The nurse practitioner at Halifax’s Planned Parenthood Metro Clinic says “we have heard things here and there that methotrexate is used by certain people. I’m not sure who they are. Generally gynecologists that are performing procedures are taking women to day surgery and do a DNC or suction-like procedure. just one or two instances where people told me off-hand and they didn’t say .”

In 1999 the Society of Obstetricians and Gynaecologists of Canada published a set of clinical practice guidelines for methotrexate abortion. The six-step procedure is in a document on the society’s website. Since the drug is approved by Health Canada for use in other treatments, this isn’t illegal. It’s called “off-label use”—not exactly OK, but not technically wrong either.

A lot like the political atmosphere that surrounds abortion in Canada today.

But until RU-486 is approved, this is what Canadian medical abortion will be.

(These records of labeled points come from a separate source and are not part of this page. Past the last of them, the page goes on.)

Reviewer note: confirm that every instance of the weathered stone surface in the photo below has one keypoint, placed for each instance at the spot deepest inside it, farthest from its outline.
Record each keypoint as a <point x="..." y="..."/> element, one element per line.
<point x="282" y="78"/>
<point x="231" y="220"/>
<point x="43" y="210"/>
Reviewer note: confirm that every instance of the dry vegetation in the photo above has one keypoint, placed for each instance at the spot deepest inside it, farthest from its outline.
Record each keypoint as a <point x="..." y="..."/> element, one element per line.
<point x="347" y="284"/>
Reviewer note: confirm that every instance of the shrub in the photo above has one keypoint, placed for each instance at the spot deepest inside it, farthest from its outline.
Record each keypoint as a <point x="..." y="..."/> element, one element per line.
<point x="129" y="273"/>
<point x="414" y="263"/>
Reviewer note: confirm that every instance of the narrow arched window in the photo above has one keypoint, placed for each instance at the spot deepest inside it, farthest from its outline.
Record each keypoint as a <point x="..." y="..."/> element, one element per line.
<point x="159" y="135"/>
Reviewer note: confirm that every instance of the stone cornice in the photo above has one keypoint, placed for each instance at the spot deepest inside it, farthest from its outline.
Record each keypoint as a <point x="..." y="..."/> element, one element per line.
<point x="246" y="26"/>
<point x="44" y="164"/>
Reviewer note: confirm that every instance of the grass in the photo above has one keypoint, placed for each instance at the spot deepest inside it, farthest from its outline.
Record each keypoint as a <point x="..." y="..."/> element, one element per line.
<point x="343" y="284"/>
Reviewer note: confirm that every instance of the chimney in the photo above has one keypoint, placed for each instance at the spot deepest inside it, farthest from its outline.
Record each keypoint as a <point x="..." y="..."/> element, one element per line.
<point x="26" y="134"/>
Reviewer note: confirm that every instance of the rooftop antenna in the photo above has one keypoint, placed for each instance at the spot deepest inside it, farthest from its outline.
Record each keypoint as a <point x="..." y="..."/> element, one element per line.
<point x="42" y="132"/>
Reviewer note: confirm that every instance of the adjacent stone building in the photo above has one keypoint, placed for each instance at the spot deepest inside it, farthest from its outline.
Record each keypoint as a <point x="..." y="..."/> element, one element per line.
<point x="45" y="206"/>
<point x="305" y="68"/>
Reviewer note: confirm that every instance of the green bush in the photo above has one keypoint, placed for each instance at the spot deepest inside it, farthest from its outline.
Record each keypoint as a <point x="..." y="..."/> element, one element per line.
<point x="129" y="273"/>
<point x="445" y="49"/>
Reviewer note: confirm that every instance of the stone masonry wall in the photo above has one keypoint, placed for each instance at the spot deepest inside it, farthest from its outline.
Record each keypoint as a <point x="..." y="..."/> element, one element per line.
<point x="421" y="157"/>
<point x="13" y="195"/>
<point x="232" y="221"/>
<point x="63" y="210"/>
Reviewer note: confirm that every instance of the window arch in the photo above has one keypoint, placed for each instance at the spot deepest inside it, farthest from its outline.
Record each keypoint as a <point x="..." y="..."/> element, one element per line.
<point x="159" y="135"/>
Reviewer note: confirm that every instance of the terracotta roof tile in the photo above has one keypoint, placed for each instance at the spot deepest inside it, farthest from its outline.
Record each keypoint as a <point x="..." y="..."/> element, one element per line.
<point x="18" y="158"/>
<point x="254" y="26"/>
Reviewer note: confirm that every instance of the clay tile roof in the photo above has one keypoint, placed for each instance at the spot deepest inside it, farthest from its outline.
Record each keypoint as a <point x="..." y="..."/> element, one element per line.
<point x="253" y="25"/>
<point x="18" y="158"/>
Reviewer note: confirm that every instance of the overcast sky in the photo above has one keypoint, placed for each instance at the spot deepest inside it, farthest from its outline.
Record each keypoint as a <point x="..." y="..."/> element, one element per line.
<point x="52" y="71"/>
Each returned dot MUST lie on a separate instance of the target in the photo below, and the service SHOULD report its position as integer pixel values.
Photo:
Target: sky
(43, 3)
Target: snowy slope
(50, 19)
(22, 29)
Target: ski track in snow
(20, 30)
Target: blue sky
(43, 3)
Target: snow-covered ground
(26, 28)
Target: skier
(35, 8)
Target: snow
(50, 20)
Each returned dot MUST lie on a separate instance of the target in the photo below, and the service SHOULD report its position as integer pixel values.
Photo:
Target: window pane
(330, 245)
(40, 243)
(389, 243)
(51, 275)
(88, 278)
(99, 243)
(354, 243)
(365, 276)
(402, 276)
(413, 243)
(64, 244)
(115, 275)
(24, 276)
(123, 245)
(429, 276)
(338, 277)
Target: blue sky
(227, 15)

When RU-486 comes, it will change the country’s abortion terrain, allowing women to choose to have abortions at home, to avoid surgery and to end pregnancies earlier.

“I think it would be widely used,” says Dr. Norman Barwin. “In my practice, if it was available, it would be my first method of choice. And obviously that’s after making sure the patient is well informed, so we can make that decision together. The more options we can give to people the better.”

“It hasn’t come up much here,” says Campaign Life Coalition’s Herman Wills, about attention surrounding the drug. “I think the more we bring it up the more people are agitating to get it in.”